Öte yandan, Fen İşleri Müdürlüğünün … sayılı oluru ile, 19/9/2008 tarihinde ihalesi yapılan Göksu-Adatepe Seyhan ve muhtelif mahallelerde tretuvar yapımı işinin geçici kabul heyetinde davacının görevlendirildiği halde uzmanlık alanı dışında olduğu ve bu konuda hiç bir bilgisi olmadığı şerhi düşerek verilen görevi kabul etmediği hususu da idarece verilen dilekçede öne sürülmüş ise de; davacının Ziraat Mühendisi olduğu, ihale konusu işin uzmanı olmadığını beyan ettiği, bu konuda gerek mevzuat ve gerekse teknik bilgiye sahip olduğu hususunun idarece öne sürülmediği dikkate alındığında ihale konusu işin belirlenmiş olan niteliklerine uygun olarak yerine getirilip getirilmediğinin sağlıklı bir şekilde belirlenmesine yönelik davacı tutumunun olumsuzluk olarak algılanmasına da olanak bulunmamaktadır.
Bu durumda dava konusu işlemde sebep ve maksat unsurları yönünden hukuka uyarlık bulunmadığı sonucuna varılmıştır.
Dava konusu işlemde hukuka uyarlık görülmediğinden işlem nedeniyle davacının mahrum kaldığı iyileştirme zammı ödemelerinin idare tarafından davacıya ödenmesi, Anayasa’nın 125. maddesi son fıkrası hükmünün bir gereği durumunda bulunmaktadır… Açıklanan nedenlerle, dava konusu işlemin iptaline…”

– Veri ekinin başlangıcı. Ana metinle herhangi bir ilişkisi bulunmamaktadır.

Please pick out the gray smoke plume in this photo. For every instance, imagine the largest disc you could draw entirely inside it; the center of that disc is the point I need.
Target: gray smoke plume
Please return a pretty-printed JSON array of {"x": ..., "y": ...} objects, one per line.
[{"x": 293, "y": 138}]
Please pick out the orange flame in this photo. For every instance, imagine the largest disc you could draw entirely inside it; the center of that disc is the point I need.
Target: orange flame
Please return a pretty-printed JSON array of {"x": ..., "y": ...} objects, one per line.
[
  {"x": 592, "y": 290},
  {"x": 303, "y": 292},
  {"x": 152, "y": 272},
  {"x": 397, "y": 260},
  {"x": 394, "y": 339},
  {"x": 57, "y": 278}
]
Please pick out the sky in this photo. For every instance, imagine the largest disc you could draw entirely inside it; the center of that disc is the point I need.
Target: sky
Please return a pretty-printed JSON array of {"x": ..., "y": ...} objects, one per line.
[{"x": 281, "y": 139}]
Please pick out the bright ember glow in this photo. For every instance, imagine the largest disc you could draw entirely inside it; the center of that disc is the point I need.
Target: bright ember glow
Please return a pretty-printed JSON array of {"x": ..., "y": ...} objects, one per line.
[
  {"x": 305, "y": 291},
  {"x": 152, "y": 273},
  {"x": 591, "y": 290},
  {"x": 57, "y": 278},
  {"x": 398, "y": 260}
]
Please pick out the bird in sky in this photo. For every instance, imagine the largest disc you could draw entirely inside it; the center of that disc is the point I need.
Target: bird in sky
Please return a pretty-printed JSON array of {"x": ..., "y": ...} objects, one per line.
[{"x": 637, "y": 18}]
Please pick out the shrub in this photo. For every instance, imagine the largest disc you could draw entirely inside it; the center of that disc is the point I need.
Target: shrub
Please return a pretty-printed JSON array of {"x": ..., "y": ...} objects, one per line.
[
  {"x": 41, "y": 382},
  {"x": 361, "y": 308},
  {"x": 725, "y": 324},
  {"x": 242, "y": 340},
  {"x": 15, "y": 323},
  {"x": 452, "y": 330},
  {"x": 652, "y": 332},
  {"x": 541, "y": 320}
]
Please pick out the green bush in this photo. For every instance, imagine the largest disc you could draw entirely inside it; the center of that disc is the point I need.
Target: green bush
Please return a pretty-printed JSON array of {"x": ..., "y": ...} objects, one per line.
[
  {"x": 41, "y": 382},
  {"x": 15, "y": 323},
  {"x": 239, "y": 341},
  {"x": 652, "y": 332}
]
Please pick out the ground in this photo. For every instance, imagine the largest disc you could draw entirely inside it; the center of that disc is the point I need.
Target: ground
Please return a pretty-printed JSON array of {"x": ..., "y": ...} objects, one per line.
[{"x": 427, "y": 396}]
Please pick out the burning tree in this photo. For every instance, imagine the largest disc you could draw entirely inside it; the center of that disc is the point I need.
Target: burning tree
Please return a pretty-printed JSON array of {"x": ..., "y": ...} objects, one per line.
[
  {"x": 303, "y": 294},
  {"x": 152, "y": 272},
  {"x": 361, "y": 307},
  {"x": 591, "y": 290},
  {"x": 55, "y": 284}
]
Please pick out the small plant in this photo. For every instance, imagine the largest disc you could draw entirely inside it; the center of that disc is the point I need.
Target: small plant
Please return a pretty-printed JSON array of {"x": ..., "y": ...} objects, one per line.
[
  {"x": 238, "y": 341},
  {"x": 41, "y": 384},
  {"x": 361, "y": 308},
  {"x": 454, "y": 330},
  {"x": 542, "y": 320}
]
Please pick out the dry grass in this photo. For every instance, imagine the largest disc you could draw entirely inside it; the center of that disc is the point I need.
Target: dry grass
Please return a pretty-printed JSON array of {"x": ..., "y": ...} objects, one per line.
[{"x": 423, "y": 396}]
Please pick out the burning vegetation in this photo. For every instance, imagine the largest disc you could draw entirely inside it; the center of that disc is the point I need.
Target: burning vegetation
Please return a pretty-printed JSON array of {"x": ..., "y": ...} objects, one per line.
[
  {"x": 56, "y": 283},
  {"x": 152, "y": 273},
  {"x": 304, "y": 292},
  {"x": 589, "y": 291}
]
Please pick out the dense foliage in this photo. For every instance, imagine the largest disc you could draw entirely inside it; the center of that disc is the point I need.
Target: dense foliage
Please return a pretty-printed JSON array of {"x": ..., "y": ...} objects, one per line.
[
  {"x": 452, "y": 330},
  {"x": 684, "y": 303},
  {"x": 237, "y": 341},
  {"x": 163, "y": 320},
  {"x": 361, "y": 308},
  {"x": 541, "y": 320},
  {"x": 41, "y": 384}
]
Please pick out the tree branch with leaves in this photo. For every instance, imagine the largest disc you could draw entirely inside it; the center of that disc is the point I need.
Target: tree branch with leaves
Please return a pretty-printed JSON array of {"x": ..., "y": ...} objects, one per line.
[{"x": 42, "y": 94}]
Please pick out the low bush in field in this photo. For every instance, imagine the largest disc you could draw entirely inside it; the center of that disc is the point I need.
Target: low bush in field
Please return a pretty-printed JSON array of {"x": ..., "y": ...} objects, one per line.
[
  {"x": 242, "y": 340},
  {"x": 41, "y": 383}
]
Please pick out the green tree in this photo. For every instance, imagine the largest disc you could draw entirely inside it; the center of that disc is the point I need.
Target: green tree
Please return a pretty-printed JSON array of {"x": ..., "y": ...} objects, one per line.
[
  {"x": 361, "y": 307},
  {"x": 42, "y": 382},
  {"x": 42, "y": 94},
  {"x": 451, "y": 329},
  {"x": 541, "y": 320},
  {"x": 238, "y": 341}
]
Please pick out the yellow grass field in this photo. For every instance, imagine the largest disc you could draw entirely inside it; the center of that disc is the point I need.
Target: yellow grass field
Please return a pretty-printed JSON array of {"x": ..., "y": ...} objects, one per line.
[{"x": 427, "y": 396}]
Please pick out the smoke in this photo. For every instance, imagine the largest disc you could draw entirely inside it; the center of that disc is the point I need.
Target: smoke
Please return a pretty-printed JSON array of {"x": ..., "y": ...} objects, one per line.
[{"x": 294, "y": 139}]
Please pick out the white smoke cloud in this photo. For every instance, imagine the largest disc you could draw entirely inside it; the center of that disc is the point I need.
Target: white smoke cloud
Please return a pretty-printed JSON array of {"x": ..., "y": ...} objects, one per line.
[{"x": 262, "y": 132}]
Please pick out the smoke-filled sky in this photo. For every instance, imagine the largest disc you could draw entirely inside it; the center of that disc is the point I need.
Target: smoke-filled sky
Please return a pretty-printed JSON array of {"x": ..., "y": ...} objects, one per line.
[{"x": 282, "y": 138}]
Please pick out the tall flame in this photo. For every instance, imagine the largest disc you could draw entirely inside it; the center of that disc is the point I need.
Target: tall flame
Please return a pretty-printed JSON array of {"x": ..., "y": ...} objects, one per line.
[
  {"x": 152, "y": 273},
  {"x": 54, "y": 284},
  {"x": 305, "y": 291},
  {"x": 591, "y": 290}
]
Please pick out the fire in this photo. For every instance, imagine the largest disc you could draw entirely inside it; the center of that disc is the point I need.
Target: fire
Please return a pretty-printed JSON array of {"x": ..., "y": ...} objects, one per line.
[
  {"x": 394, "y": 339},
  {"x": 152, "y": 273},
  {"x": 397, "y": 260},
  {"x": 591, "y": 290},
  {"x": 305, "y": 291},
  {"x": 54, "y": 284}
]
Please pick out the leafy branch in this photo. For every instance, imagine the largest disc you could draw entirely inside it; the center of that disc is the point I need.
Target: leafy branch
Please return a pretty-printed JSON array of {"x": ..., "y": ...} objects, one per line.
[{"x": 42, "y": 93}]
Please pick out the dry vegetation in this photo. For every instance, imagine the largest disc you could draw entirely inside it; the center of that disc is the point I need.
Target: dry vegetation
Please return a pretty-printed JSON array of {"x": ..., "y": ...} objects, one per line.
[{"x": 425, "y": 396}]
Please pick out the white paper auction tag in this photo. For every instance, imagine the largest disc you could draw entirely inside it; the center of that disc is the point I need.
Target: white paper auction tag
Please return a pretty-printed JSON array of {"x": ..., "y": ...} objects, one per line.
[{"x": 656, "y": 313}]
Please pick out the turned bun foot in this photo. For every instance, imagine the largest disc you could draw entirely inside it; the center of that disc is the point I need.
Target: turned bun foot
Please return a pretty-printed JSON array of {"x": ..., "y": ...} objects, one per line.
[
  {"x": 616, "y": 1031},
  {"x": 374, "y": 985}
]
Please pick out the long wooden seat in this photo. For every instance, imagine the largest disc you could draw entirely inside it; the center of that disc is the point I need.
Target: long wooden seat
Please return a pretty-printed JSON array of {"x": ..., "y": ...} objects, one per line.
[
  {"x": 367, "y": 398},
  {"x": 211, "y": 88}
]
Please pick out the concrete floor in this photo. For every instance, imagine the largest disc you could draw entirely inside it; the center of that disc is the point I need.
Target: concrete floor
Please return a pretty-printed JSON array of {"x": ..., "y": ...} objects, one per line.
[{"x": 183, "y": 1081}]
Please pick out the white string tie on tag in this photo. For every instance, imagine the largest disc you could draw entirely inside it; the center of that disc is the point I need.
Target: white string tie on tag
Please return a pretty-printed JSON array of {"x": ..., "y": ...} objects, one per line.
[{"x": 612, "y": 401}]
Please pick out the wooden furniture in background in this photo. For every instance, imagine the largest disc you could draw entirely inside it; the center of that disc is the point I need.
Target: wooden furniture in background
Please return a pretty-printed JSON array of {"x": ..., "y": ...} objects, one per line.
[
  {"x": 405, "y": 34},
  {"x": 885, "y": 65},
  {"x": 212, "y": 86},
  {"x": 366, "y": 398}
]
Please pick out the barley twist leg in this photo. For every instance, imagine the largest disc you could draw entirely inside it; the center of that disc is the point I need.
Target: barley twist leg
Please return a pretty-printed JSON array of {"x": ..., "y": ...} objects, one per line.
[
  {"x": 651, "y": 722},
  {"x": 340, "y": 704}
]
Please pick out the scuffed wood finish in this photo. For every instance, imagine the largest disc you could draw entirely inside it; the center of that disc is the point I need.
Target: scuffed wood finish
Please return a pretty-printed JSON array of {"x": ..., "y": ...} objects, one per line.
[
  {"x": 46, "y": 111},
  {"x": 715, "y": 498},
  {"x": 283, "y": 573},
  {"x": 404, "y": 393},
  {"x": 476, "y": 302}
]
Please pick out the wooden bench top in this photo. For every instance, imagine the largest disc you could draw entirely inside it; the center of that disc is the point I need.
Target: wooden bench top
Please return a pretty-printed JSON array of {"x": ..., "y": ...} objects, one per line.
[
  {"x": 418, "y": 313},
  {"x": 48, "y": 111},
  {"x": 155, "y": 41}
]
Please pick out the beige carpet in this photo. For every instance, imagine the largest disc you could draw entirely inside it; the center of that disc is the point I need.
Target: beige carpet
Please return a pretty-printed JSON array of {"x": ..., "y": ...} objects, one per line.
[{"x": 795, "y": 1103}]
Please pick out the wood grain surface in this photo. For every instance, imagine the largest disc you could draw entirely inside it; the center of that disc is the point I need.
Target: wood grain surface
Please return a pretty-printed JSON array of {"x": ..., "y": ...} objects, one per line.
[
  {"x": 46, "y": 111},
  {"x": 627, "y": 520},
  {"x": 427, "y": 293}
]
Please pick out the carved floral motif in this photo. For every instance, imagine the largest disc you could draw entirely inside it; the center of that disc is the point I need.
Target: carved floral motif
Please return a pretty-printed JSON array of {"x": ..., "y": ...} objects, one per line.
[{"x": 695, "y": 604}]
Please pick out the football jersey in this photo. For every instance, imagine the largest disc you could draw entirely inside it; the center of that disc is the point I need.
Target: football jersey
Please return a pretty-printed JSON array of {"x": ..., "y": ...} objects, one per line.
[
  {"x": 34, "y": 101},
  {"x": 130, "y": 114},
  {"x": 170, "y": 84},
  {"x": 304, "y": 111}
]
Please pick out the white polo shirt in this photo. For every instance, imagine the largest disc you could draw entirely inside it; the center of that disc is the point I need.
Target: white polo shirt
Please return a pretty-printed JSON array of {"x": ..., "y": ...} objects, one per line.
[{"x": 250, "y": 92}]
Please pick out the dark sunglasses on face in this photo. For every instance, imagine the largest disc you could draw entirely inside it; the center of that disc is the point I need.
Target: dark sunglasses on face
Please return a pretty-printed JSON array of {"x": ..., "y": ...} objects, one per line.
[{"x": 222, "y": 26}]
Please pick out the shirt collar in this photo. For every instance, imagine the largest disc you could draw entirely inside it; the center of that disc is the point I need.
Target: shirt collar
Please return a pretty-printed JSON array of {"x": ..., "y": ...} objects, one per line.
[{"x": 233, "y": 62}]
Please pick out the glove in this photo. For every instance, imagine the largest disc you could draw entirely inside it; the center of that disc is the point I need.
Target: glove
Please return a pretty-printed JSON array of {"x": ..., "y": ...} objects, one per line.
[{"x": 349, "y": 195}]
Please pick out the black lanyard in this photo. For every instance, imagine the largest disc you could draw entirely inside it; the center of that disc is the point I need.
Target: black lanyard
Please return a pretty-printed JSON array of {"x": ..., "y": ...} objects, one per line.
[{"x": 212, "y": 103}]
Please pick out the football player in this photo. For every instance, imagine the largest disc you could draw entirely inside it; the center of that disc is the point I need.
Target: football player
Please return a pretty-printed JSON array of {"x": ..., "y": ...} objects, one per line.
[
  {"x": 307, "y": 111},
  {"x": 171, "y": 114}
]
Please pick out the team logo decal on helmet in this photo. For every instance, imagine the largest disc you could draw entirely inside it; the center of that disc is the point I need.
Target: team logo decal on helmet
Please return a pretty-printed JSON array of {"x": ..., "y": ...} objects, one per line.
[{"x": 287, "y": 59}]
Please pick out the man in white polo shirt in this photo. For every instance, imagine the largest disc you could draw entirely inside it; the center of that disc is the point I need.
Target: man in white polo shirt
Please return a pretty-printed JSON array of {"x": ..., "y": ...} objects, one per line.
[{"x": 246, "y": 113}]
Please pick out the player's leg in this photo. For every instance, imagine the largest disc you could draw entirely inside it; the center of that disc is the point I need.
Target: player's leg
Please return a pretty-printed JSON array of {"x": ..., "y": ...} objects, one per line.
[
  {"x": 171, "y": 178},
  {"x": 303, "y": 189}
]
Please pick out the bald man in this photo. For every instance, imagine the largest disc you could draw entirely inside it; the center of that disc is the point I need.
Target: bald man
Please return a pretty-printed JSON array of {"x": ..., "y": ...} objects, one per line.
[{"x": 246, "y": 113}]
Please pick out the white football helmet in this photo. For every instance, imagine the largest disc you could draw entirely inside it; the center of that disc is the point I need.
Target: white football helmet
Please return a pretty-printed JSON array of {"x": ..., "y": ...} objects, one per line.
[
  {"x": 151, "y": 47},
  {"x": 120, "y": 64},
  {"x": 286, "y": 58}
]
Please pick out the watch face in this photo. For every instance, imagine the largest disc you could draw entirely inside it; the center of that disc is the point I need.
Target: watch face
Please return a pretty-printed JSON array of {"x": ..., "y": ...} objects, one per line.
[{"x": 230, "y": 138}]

11. Temyiz üzerine Danıştay Onuncu Dairesi 25/2/2015 tarihinde ilk derece mahkemesi kararının bozulmasına karar vermiştir. Bozma kararının ilgili kısmı şöyledir:
“…657 sayılı Devlet Memurları Kanunu’nun 1. maddesinde; bu Kanunun, genel ve katma bütçeli kurumlar, il özel idareleri, belediyeler, il özel idareleri ve belediyelerin kurdukları birlikler ile bunlara bağlı döner sermayeli kuruluşlarda, kanunlarla kurulan fonlarda, kefalet sandıklarında veya Beden Terbiyesi Bölge Müdürlüklerinde çalışan memurlar hakkında uygulanacağı öngörülmüş, 2. maddesinde de; bu Kanunun, Devlet memurlarının hizmet şartlarını, niteliklerini, atanma ve yetiştirilmelerini, ilerleme ve yükselmelerini, ödev, hak, yüküm ve sorumluluklarını, aylıklarını ve ödeneklerini ve diğer özlük işlerini düzenlediği belirtilmiştir.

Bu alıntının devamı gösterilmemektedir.